Thursday, December 22, 2011
Maximilian, Last Viceroy of Lombardy-Venetia
However, trouble had been brewing in Lombardy-Venetia for quite some time. All across the Italian peninsula the national sentiment was coming to boil as more and more people became focused on uniting the Italian states and driving out the foreign armies that occupied Italian soil. Some of this was political, some academic but there were also the secret societies who would not hesitate to use violence to see their goal of a single Italian nation achieved. The area had been engulfed in rebellion during the Revolutions of 1848 and the Emperor Francis Joseph was worried about how his little brother would handle that section of the populace who were very much the unwilling subjects of the Hapsburg Crown. Archduke Maximilian had made no secret of the fact that he had long favored granting greater freedom and self-government to the two most significant non-German populations of the Austrian Empire; the Hungarians and the Italians. For the Emperor, who took his example from the very conservative Emperor Francis I, change was to be avoided at almost any cost. For the new Viceroy, change was essential and he thought himself just the man for the job.

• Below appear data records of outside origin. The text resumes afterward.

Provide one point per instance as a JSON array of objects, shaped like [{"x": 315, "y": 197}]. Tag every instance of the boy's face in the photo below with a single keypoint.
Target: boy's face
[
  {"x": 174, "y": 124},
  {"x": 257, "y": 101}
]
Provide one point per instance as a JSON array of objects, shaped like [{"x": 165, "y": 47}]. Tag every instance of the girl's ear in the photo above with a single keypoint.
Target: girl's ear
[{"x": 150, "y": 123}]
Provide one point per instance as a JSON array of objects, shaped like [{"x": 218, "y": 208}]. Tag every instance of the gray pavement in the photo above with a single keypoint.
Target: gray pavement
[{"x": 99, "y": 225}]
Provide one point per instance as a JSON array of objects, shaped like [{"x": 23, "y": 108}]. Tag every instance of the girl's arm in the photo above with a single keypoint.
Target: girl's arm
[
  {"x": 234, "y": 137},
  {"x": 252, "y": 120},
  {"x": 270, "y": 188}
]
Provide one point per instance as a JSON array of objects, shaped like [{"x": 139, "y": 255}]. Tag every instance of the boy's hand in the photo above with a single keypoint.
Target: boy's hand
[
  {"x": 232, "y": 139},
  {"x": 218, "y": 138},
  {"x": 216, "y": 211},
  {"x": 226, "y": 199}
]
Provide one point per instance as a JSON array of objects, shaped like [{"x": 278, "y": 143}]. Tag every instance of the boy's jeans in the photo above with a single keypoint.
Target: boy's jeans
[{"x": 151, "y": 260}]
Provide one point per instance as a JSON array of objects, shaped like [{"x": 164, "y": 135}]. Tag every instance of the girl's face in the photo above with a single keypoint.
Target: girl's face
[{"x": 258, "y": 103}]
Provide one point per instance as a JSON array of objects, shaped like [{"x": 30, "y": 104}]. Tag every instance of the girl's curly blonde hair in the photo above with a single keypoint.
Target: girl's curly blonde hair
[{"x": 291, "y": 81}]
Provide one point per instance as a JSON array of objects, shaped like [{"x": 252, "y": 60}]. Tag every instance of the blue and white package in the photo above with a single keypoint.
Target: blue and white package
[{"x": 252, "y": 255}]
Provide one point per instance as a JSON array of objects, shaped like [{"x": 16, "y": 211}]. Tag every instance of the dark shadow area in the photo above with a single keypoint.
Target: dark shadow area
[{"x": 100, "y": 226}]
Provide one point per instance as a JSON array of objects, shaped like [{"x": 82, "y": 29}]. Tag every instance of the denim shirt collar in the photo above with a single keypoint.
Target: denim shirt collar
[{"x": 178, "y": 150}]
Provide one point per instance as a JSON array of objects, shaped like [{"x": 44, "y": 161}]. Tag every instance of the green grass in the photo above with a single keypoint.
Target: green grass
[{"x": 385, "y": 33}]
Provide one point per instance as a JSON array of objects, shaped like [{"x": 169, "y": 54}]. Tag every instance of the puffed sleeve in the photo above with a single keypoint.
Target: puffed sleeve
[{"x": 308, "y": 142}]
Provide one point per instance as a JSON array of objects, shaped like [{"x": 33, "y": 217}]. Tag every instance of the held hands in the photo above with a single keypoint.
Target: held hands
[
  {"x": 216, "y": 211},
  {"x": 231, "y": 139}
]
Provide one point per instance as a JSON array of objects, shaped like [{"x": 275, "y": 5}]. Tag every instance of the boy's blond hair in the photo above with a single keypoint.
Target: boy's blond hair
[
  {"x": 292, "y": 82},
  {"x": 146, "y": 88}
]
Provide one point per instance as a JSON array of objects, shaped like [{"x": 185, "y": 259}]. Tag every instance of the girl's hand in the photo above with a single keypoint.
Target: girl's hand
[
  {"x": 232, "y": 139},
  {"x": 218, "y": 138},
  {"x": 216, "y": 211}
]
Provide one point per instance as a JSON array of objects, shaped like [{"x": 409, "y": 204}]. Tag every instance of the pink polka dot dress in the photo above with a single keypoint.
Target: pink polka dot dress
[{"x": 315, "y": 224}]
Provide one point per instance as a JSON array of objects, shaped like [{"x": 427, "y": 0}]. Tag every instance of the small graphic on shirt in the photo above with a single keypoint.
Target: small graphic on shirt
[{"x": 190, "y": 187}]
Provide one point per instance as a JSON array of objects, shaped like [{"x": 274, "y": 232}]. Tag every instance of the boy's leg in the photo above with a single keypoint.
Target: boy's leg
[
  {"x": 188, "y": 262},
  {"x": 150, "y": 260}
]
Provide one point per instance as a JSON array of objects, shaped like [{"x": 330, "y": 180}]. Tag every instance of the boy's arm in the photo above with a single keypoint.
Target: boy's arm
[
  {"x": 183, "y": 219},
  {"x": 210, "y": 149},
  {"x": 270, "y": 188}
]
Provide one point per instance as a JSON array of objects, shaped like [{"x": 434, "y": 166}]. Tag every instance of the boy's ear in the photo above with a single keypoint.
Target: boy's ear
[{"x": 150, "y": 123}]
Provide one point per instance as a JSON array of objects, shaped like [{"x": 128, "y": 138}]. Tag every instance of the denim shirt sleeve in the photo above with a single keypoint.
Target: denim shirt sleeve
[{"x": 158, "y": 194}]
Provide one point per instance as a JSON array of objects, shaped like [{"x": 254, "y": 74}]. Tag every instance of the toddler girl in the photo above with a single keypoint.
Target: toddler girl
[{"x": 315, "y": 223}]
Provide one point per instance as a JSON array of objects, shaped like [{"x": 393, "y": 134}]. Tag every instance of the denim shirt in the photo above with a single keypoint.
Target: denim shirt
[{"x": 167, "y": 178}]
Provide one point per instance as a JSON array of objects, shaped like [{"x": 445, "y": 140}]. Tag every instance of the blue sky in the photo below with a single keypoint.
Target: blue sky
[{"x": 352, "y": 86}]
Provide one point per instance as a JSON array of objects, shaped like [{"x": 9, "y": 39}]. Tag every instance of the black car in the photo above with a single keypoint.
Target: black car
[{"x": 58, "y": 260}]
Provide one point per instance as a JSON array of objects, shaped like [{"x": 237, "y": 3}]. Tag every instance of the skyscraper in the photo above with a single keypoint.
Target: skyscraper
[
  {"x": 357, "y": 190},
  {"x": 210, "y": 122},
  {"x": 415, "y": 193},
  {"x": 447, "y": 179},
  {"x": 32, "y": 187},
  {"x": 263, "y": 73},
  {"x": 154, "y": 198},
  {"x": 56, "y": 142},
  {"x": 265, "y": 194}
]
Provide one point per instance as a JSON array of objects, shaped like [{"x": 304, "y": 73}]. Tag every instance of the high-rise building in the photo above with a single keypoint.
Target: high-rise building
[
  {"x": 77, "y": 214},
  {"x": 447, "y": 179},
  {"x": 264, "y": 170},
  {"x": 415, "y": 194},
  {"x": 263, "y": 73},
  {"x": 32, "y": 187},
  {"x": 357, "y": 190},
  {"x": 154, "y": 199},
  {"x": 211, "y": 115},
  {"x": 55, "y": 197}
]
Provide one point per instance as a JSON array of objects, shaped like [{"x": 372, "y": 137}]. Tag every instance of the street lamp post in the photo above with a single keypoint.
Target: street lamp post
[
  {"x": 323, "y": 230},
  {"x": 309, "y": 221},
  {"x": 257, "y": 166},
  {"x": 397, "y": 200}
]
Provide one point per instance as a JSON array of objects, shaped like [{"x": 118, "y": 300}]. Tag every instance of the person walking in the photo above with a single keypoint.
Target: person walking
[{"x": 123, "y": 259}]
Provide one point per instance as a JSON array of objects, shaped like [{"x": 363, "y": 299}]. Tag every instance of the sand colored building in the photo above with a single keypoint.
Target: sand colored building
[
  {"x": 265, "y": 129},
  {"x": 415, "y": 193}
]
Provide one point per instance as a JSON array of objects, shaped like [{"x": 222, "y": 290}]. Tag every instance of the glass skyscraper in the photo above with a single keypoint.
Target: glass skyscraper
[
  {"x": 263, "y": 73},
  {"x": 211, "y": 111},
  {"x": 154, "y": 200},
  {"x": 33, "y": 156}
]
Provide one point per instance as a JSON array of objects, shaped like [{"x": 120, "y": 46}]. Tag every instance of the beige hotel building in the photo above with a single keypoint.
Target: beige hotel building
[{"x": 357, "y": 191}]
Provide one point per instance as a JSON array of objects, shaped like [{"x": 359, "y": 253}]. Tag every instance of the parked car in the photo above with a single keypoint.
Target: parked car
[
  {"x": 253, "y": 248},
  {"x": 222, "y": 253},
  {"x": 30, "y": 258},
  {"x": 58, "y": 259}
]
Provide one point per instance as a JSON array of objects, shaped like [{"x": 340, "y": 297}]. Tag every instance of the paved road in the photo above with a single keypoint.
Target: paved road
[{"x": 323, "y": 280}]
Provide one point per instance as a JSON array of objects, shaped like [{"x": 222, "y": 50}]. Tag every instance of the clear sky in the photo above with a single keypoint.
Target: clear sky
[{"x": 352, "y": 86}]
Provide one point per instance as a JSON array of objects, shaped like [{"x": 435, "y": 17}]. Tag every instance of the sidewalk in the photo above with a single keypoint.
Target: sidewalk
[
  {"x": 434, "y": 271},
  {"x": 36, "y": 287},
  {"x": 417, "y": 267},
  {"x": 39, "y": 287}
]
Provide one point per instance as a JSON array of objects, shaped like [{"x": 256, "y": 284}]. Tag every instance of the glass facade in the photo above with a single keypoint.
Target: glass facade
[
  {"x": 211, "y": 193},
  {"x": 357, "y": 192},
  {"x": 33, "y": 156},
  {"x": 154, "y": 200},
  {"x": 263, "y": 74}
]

The new Viceroy did everything right. He gave to the poor, generously, went personally to help with the seasonal flooding and organized a lottery to benefit the displaced. He did his best to reclaim land, provide more reliable clean water to the cities, improve education and to beautify Milan and Venice. The Viceregal couple attended every local celebration and the people began to respond positively. No one who met them failed to be impressed by them and soon, in their young and idealistic way, Maximilian and Charlotte began to envision a grand future for themselves with their Kingdom of Lombardy-Venetia not being an obstacle to Italian unity but the leader of it and that they might one day become King and Queen of an enlightened united Italy. However, that dream would most certainly never be realized. Many of the people, perhaps even most of the people, truly liked their handsome Austrian Viceroy and his beautiful Belgian wife and appreciated their kindness. However, that personal affection did not extend to political approval. They were still foreigners and in the rising nationalism of the time, that made a difference. Lovely as they might be, they were not Italian and Italy would belong to the Italians and none other. The couple could also expect no cooperation from Vienna in obtaining any greater autonomy for themselves or their kingdom.

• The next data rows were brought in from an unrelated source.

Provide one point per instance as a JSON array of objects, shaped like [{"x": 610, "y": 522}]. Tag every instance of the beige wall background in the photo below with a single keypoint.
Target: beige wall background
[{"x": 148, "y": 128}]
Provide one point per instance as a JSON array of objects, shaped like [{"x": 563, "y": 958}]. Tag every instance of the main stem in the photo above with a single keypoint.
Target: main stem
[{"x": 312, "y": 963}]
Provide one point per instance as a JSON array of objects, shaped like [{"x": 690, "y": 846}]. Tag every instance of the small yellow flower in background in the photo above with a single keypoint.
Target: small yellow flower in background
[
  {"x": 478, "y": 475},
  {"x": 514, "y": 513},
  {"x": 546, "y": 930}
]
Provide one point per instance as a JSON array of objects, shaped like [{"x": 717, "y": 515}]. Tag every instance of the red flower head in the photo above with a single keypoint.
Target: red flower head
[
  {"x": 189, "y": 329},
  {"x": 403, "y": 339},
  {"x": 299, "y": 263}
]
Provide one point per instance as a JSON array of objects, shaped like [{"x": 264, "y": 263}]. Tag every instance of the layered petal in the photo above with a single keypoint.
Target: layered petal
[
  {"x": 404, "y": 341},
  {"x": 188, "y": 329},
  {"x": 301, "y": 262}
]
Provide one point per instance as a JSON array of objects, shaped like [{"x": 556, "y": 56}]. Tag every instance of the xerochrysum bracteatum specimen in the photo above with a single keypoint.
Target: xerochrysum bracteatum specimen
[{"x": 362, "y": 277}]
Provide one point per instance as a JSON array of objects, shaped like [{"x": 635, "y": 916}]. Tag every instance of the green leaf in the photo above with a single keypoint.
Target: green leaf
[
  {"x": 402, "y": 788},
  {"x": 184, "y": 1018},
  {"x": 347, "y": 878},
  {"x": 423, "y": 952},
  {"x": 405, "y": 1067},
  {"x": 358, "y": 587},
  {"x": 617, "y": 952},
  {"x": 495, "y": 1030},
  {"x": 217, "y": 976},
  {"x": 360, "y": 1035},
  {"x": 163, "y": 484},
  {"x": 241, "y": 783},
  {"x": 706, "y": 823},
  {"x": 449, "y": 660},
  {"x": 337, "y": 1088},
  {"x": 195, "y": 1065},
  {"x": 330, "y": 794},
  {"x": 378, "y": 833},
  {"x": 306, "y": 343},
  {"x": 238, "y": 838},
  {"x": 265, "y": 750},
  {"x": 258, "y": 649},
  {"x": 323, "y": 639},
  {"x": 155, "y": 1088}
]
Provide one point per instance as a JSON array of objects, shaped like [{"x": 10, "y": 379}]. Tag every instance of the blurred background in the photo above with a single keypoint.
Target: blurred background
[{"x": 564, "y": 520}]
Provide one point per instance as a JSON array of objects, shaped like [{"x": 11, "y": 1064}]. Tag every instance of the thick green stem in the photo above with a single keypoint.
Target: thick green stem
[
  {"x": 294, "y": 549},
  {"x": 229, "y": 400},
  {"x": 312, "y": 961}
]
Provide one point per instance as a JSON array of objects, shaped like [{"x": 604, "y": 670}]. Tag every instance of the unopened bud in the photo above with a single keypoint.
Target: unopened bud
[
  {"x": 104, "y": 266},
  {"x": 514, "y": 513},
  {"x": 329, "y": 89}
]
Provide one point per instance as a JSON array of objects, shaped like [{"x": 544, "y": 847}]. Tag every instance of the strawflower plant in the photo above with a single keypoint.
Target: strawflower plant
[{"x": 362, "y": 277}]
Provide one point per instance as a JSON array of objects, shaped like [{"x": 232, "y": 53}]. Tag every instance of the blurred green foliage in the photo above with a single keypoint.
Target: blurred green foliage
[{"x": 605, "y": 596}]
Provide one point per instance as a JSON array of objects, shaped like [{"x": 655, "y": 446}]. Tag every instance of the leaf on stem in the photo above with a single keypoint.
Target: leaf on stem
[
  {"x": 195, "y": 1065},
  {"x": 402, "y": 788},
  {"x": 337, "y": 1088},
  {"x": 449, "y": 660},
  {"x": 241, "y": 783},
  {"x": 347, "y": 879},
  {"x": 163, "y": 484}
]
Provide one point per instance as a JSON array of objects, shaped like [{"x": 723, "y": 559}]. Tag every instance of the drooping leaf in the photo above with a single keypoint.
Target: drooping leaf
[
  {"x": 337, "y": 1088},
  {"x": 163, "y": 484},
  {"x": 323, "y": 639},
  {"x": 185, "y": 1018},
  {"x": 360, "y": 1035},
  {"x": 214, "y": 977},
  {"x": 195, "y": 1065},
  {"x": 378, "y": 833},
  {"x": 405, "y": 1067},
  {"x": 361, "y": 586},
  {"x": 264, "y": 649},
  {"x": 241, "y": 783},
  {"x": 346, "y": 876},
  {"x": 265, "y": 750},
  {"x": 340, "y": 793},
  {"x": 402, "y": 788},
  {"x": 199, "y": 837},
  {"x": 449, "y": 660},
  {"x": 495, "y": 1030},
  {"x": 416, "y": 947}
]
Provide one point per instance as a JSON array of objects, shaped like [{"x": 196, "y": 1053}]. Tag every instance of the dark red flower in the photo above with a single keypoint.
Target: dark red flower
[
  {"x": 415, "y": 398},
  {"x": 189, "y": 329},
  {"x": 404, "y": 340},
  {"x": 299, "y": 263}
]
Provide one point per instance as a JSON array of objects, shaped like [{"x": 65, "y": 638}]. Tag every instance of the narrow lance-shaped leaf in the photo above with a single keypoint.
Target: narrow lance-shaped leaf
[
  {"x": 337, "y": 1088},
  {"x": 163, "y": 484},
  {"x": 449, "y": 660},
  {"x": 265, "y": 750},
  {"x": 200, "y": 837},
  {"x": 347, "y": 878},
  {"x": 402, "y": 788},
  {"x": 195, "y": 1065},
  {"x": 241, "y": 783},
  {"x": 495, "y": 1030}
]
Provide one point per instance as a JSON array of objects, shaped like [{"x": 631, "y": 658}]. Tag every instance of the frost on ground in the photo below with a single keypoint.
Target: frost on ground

Maximilian, of course, resisted this, reasserting that patience and goodwill were necessary to truly win over the public. He also had the audacity to ask for what amounted to autonomy for his kingdom with its own military, governmental, educational and taxation systems. This, Maximilian argued, was the only way to keep Lombardy-Venetia united to the Hapsburg Crown. The Emperor refused and instead encouraged his brother to rely more on the army and police and even went so far as appointing the long-time Austrian army commander in the region, General Count Gyulai, something of a co-Viceroy alongside Maximilian and who would have to co-sign all major decisions. Of course, the Archduke was outraged by this and became more and more depressed with his position. He tried to get around the move by asking to have control of the army himself so that military and civil matters would be united in the office of the Viceroy but the Emperor refused. Maximilian and Charlotte even went to Vienna to argue in person on behalf of their unwilling subjects but they gained not a single concession.